I saw those for the first time in Belgium. First in Middelheim where some figures were hanging in the trees. Later we encountered a group of female figures at an art event in Mons.
The work remained in my memory, but his name did not. It only stuck after we saw an exhibition in Santander last year.
The drawing style of a sculptor
The drawings of a sculptor are very different from those of a painter. Most painters build their drawings from imaginary guidelines, sculptors seem to continue their carving in the drawings.
Just look at drawings by the sculptor Giacometti and compare them with some by Leonardo da Vinci. Intriguing!
When we happened to come across an exhibition of Munoz’s drawings in 2022, I became really enthusiastic. We usually don’t get to see a sculptor’s drawings because they are considered as just preliminary studies.
Why making sculptures?
- Aesthetic reasons may play a role. Auguste Rodin created vibrant, lifelike statues, while Henry Moore created abstract, aesthetic ones;
- The basic principle can be social criticism, such as the work of Ai Wei-Wei;
- The emphasis can be on form research, which was mainly what Cubists like Raymond Duchamp-Villon or Ossip Zadkine did;
- Juan Muñoz made narrative work.
An aesthetic sculptor also will conduct form research, as does a socially engaged or narrative sculptor. It’s just that the starting points are different.
Another way to consider sculpture or art in general is to look at what it represents.
- Traditional or innovative;
- Well-known themes or original work;
- Realistic or abstract;
Muñoz plays with these elements.
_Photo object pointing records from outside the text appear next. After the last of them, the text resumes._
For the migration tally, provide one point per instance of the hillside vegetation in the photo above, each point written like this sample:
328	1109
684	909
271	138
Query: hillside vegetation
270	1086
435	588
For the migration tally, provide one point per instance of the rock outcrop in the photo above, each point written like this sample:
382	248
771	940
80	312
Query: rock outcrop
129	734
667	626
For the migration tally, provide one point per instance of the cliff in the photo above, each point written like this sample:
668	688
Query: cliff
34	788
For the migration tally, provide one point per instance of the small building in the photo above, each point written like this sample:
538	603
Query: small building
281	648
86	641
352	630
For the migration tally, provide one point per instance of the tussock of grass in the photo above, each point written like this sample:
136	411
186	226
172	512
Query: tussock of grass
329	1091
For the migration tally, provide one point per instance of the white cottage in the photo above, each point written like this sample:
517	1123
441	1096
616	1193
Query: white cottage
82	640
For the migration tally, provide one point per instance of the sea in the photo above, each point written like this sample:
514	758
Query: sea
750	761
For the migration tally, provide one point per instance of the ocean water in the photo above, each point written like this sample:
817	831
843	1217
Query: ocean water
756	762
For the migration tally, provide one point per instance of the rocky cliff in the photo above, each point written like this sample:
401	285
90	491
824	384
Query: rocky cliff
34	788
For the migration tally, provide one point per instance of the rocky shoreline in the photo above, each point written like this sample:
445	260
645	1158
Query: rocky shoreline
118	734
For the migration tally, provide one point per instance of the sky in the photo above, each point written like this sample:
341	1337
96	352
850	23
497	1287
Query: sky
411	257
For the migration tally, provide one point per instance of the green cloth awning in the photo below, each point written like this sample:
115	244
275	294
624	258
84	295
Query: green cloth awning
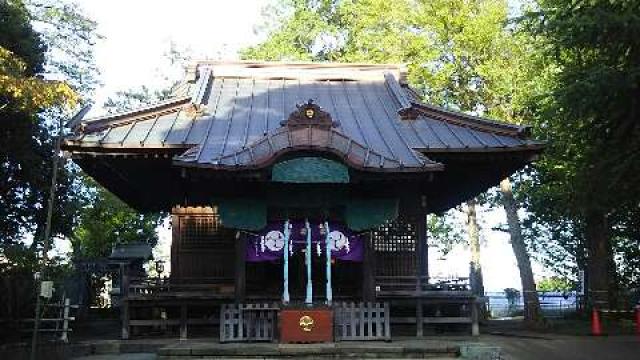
364	214
310	170
242	213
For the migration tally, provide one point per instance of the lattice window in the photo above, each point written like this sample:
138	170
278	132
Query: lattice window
395	236
204	232
394	244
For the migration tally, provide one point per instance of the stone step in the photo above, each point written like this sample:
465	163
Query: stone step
362	350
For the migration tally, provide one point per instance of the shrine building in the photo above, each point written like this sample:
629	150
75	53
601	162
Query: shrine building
298	196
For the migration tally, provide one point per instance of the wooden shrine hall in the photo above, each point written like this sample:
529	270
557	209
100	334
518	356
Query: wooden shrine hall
298	195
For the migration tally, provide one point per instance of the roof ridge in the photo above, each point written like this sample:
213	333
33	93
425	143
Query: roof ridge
471	121
267	159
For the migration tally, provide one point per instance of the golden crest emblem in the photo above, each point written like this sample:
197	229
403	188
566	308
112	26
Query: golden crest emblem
306	323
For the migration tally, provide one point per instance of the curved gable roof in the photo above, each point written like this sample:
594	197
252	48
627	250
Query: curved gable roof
234	110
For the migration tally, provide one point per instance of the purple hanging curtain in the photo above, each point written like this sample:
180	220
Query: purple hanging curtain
268	244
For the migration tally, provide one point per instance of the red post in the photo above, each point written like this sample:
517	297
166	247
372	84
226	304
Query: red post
596	328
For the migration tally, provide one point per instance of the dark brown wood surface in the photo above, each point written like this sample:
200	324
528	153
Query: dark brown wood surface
292	332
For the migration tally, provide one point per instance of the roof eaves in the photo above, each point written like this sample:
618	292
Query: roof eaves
472	122
112	119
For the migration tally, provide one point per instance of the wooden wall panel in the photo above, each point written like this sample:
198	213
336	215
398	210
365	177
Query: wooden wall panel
201	250
394	245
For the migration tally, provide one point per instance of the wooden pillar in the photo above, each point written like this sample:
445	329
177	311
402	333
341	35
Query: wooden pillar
175	243
241	268
421	273
369	270
475	327
124	300
183	321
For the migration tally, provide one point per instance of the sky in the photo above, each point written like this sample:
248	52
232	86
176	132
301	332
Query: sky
138	34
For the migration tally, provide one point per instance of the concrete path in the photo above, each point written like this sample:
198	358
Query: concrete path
130	356
554	347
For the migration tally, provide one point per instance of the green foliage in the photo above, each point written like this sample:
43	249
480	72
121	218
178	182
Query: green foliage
554	284
460	54
589	114
105	221
443	232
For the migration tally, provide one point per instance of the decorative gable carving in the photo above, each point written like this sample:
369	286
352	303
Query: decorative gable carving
310	114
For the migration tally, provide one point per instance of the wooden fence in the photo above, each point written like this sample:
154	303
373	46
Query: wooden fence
362	321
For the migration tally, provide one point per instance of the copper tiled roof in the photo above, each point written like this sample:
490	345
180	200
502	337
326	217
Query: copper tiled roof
233	114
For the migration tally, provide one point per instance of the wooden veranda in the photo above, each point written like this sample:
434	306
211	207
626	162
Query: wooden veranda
271	171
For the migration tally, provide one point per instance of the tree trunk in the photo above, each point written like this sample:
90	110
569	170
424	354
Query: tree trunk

His work seems realistic, but it is not. His use of materials is traditional, but his design language is very original.
Female figures and Chinese men
In addition to the tumbling female figures, Chinese men are a well-known theme of Muñoz.
They are slightly smaller than lifelike and have no feet, which gives an alienating effect. And even when they are hung up, they smile. It seems bizarre.
Although both the tumbling women and the Chinese depict the human figure, they are not real people. They cannot walk and radiate loneliness, despite the laughter of some images.
Our helping tools
Railings and balconies keep us from falling. But do we really need that help, Muñoz wonders.
His railings are disappearing or contain elements that make them unsafe, such as razor blades. The balconies look rickety and are not suitable for standing on.
Permanent on display
What I have described here was to be seen in temporary exhibitions. Yet there is also permanent work both within museums and outside.
In the hall of Museo de Bellas Artes de Bilbao are 2 Chinese figures hanging from the ceiling. A more gruesome work, in my opinion.
In front of the University of Porto is a group of laughing Chinese men on benches. Jardim da Cordoaria, Porto.
If you have a chance to see any work of Juan Muñoz, I should take the opportunity.